SERS staff explained how members can buy optional service credit (including military time), how sick and vacation time convert to service credit or payout, and tax-advantaged payment options for purchases.

At a workshop for state employees, a State Employees Retirement System staff member explained the mechanics and implications of optional service purchases, how sick and vacation time affects service credit and insurance eligibility, and the payment methods available for buying service credit.

Why it matters: service purchases and benefit-time conversions can change a member's retirement eligibility date, increase a pension amount, and affect eligibility for employer-paid insurance and other retiree benefits.

Key points from the presentation: - Service purchase types and limits: members may request costs to buy back previously refunded service, military service (up to 48 months), or eligible leaves of absence. The presenter said, "One type of optional service purchase that you can buy is military time, up to a full 48 months or 4 years of active duty, and it can be bought in any monthly increment as well." - Purchasing process and payment options: members request a cost estimate through the "service purchase" function on member services; accounting will bill and provide payment options. Payment methods include payroll deduction (pre-tax), rolling funds from deferred compensation or IRAs (tax-deferred rollover), or post-tax lump-sum/checks. The presenter noted that rollovers from deferred comp or an IRA are treated as transfers between retirement accounts and are not taxable in the year of the rollover. - Example valuation: the presenter walked through an example in which a six-month short-period purchase carried a $2,000 bill and would add an estimated $9.50 per month per added month to pension value; the presenter calculated a payback horizon of roughly three years in that example. - Sick and vacation time: SERS does not maintain members' sick and vacation balances; members must bring their payroll/agency balances to planning sessions.

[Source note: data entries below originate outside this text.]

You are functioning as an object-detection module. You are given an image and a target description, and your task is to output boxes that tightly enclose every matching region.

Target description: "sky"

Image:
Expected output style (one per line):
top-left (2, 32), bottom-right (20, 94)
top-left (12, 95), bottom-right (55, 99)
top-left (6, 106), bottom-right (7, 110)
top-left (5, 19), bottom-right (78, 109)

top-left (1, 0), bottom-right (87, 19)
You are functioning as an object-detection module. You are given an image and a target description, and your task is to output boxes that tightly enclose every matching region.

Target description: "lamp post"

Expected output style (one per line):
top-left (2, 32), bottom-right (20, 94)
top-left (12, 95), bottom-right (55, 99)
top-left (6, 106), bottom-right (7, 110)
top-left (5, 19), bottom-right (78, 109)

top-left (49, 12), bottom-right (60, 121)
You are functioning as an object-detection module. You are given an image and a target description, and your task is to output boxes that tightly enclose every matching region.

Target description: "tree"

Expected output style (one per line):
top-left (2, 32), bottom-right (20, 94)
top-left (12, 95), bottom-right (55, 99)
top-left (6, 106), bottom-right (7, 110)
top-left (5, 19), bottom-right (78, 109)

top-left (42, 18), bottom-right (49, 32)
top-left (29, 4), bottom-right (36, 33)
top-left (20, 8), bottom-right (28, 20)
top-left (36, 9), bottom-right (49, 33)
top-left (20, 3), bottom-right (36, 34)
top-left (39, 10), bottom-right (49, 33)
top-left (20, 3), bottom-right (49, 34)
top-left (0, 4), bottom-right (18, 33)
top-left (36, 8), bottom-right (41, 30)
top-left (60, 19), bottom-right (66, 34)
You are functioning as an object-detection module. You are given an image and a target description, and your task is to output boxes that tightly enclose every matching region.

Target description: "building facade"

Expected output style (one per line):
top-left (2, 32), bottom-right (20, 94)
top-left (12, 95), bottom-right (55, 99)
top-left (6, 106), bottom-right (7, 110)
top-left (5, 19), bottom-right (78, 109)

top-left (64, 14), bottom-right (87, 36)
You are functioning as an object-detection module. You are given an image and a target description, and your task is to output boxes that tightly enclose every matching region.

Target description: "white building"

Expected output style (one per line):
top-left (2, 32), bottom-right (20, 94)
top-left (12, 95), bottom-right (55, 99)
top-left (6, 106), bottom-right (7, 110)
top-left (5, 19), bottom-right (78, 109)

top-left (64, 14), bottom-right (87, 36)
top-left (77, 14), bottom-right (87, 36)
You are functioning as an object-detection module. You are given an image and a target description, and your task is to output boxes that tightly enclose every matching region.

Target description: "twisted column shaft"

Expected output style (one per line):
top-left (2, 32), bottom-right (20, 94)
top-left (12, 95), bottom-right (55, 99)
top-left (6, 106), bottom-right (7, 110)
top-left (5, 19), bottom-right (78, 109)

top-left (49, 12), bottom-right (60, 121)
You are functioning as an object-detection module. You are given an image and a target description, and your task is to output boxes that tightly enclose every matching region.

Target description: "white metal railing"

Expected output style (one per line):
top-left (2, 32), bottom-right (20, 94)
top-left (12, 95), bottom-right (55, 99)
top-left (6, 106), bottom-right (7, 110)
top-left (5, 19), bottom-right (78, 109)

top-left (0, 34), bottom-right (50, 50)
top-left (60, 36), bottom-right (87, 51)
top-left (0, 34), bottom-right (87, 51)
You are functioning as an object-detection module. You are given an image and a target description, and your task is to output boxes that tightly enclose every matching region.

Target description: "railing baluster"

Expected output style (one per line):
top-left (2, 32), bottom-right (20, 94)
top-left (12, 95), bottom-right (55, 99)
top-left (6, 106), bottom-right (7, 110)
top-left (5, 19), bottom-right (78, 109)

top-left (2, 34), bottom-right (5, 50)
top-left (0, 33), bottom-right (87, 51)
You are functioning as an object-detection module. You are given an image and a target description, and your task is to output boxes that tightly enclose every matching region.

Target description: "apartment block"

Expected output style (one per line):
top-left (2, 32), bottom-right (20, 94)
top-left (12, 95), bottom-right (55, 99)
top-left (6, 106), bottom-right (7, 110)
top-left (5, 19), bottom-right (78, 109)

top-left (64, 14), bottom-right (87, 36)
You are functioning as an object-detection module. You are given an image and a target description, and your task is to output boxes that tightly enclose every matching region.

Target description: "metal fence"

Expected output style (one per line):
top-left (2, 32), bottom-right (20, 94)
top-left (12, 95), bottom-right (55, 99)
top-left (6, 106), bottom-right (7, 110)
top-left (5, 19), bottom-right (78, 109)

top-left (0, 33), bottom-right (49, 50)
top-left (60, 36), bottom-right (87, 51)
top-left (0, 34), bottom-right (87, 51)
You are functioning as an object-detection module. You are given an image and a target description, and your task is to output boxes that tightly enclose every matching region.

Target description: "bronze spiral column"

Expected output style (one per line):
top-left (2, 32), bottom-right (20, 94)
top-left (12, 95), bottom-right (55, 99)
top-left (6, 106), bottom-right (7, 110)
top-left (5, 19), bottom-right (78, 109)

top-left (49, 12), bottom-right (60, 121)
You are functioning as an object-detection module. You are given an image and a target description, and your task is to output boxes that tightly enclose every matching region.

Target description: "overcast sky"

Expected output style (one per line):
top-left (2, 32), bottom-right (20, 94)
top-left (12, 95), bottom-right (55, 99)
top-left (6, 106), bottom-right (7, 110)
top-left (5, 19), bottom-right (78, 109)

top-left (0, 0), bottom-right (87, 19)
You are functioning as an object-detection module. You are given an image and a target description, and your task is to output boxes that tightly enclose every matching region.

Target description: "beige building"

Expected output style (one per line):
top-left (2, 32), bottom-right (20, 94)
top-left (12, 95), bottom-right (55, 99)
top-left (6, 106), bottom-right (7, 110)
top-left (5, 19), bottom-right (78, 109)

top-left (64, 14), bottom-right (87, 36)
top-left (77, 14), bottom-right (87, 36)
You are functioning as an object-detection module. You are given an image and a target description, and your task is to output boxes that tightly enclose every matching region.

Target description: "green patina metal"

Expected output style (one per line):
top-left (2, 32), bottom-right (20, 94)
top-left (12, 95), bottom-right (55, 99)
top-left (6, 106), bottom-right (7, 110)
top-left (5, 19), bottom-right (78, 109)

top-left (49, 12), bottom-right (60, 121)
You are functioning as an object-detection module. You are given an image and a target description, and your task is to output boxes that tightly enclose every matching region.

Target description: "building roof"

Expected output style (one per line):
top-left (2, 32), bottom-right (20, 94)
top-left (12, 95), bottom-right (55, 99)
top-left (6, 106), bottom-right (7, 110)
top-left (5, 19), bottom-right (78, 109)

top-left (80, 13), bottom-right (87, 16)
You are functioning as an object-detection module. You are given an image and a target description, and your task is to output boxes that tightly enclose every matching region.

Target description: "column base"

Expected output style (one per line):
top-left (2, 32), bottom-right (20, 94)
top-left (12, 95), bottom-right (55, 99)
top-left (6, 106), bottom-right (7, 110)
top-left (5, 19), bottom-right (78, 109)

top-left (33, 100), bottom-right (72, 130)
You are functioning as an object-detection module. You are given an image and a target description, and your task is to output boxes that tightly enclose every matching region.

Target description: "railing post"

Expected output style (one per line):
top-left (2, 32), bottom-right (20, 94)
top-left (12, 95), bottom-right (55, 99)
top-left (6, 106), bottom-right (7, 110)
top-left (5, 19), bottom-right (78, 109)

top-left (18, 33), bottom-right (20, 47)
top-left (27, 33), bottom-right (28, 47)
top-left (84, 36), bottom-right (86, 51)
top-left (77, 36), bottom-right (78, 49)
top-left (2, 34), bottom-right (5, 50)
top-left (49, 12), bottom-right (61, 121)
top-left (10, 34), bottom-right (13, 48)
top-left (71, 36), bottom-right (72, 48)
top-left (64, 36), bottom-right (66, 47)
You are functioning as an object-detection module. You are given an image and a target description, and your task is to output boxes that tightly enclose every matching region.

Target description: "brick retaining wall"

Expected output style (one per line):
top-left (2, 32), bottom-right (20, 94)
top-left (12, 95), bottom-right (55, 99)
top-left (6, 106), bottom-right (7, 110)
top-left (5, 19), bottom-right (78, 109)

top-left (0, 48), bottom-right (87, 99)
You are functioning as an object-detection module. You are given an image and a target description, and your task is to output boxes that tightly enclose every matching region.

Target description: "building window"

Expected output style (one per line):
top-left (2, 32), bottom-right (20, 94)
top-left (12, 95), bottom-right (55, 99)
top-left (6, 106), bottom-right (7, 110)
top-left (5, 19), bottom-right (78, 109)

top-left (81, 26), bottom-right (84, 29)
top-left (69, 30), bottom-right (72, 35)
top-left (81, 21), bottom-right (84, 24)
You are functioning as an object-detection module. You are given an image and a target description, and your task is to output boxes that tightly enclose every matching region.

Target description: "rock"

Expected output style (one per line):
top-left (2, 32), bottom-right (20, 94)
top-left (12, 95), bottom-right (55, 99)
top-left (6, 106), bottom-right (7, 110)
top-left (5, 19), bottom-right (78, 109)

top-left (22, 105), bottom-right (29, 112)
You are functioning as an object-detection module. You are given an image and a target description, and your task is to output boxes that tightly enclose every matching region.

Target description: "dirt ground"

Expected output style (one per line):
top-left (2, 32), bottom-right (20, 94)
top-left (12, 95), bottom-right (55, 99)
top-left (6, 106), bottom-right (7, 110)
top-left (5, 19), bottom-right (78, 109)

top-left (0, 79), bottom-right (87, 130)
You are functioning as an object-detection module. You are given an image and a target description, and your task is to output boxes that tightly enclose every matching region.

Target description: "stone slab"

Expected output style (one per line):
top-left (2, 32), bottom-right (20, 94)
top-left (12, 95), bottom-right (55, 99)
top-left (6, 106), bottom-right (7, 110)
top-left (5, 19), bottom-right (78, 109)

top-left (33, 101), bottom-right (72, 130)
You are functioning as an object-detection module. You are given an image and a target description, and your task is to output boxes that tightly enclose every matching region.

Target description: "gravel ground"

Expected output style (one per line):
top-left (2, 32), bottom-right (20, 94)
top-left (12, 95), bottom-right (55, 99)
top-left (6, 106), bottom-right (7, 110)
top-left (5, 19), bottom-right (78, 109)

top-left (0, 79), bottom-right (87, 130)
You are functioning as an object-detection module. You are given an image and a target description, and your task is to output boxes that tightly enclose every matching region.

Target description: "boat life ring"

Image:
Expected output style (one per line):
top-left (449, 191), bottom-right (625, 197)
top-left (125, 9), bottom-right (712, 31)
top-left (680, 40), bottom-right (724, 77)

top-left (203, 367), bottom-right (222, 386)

Turning in sick or vacation time can add service credit: for example, turning in 33 sick days can establish two months of service credit. Vacation days are paid out day-for-day at separation; personal days are paid at half value and count toward the vacation payout calculation. - Insurance and payable time: service credit established by turning in days may affect eligibility for the state's employer-paid insurance premium contribution. For example, reaching 20 years of service credit qualifies a retiree for premium-free coverage; turning in service days can push members over thresholds that matter for insurance.

The presenter advised members to consult payroll officers for payroll-deduction setup and to consider tax implications of different payment options. Members were also reminded that multiple beneficiary forms exist (SERS, MetLife life insurance, and deferred compensation) and that those forms are independent.

No formal decisions were made; the session was instructional and directed members to use the member services portal and SERS counselors for individualized planning.